Don’t have room on David Geffen’s megayacht Rising Sun this summer? Oligarchs and powerful people need not worry. There’s always July in Sun Valley. Allen & Company’s annual leadership retreat in Idaho for media and tech leaders.
“Billionaire Summer Camp” has long been the setting for trustfall and starry-eyed panels, while the real gamesmanship of corporate takeovers and diplomacy unfolds in quaint mountain cabins where private jets sit idle on the tarmac. Variety obtained a copy of the 2026 guest list. It promises another blockbuster year for the CEO and some outlandish invitations. While being on the list doesn’t necessarily guarantee attendance, here are the ones who are likely to walk through the venue in a down vest and jeans:
David Ellison, Chairman and CEO of Paramount Skydance. Josh D’Amaro is the new CEO of Disney. Comcast Chairman Brian Roberts and Co-CEO Mike Cavanagh. WBD’s David Zaslav (from the company Ellison is acquiring). Apple’s next CEO John Tarnas and his predecessor Tim Cook. Netflix Brass, Ted Sarandos and Greg Peters. Ravi Ahuja, Chairman of Sony Pictures Entertainment. Fox’s Rupert Murdoch and Lachlan Murdoch (also Rupert’s ex-wife Wendy Murdoch). Neil Mohan from YouTube. Amazon’s executive chairman, Jeff Bezos, will represent major media players.
Big names are expected, including Barry Diller and former Disney CEO Bob Iger (along with partner and University of Southern California Annenberg Dean Willow Bay). So are Meta’s Mark Zuckerberg, Alphabet’s Sundar Pichai, Palantir’s Alex Karp and Jeffrey Katzenberg, the NFL’s Roger Goodell, MLB’s Rob Manfred, CAA CEO Brian Lard, and CAA owner and Kering chairman Francois-Henri Pinault.
Other top management includes Barry Weiss, the troublemaker at Ellison’s CBS News, D’Amaro’s content leaders Dana Walden and Alan Bergman, Jimmy Pitaro at ESPN, Brian Grazer at Imagine Entertainment, Eddie Cue at Apple, Michael Rapinoe at Live Nation, Inon Kreitz at Mattel, and Jared Kushner and Josh Kushner.

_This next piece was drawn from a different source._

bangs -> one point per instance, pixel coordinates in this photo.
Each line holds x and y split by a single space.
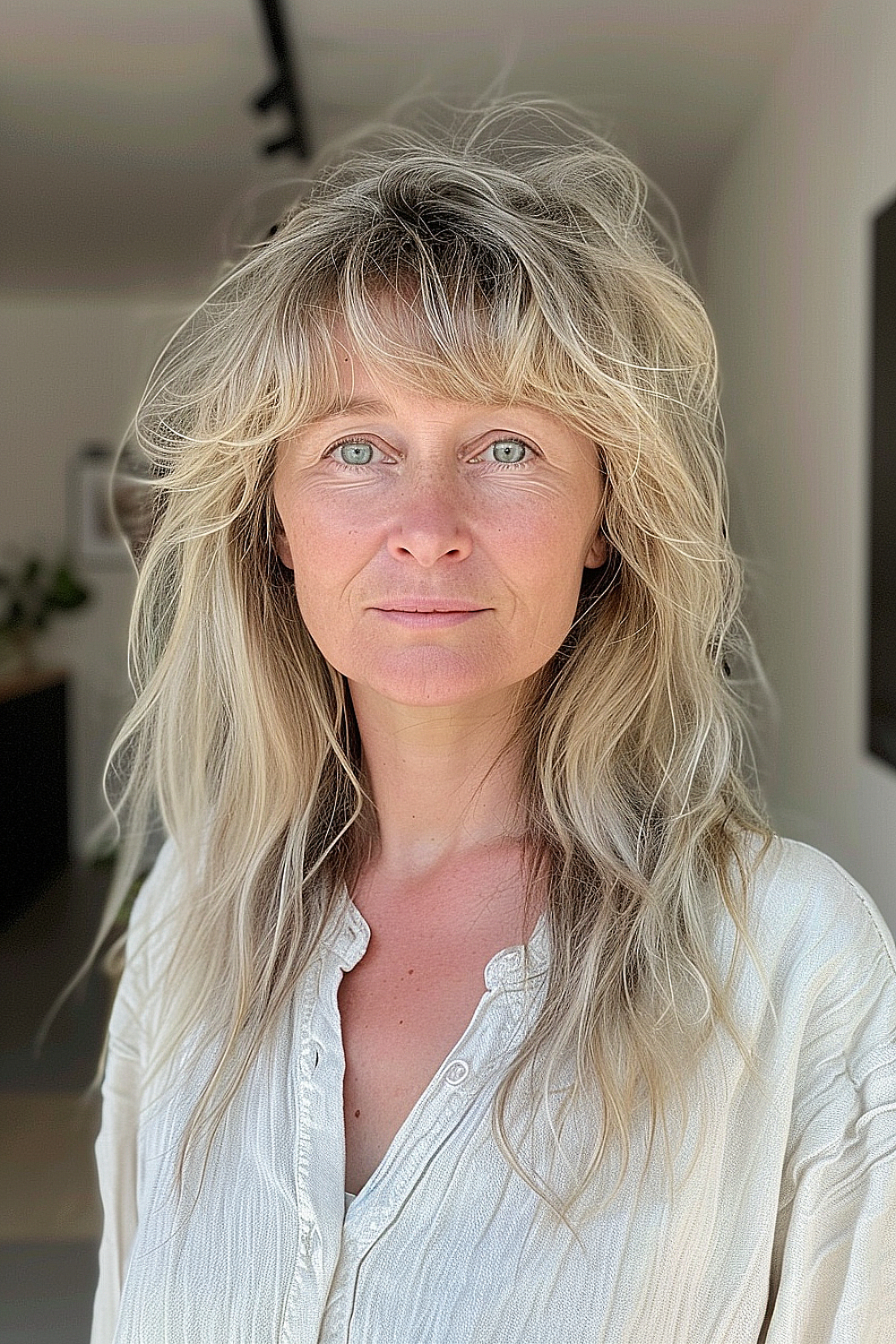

On deck are the anchors and reporters relied on to host the retreat, including CBS’ Gayle King, CNN’s Anderson Cooper and Van Jones, Fox News’ Bret Baier, CNBC’s Andrew Ross Sorkin, The New Yorker’s Evan Osnos, The New York Times’ Thomas Friedman, and The Washington Post’s David Ignatius. There are also public intellectuals who might be called upon to weigh in on issues of the day, such as Jonathan Haidt, a social psychologist and author of “The Spoilers of the American Mind,” and Roland Fryer, a Harvard economics professor whose work on race and inequality has been controversial.
Bill Gates and Casey Wasserman, two people who have recently had trouble with Jeffrey Epstein, were named to the list. The former represents his eponymous foundation, and Wasserman is listed as LA28’s Olympic chairman (his own agency has rebranded itself as The Team and is seeking new ownership in the wake of Hollywood heir Epstein’s fall from grace).
As expected, many AI leaders will be heading to Sun Valley. Specifically, Anthropic’s Dario Amodei and OpenAI’s Sam Altman and Greg Brockman. Mackenzie Price, co-founder of Alpha School, which uses a “two-hour learning model” that relies on AI-powered technology, is also on the guest list.
Some of the participants are unfamiliar names, including investors John Malone and Warren Buffett, and former Paramount owner Shari Redstone, despite having visited Sun Valley in the past.
Much is on the table for discussion, from geopolitics to mergers and transactions to new technologies that will transform the way entertainment is produced, distributed, and monetized. Sun Valley has established itself as the place where media-related deals have been made, from the disastrous Time Warner and AOL merger to the sale of NBCUniversal to Comcast, so the press will be watching to see which moguls will remain at the picnic table, who will be up for sale, and who will take a hike with them in search of clues about who might be willing to buy.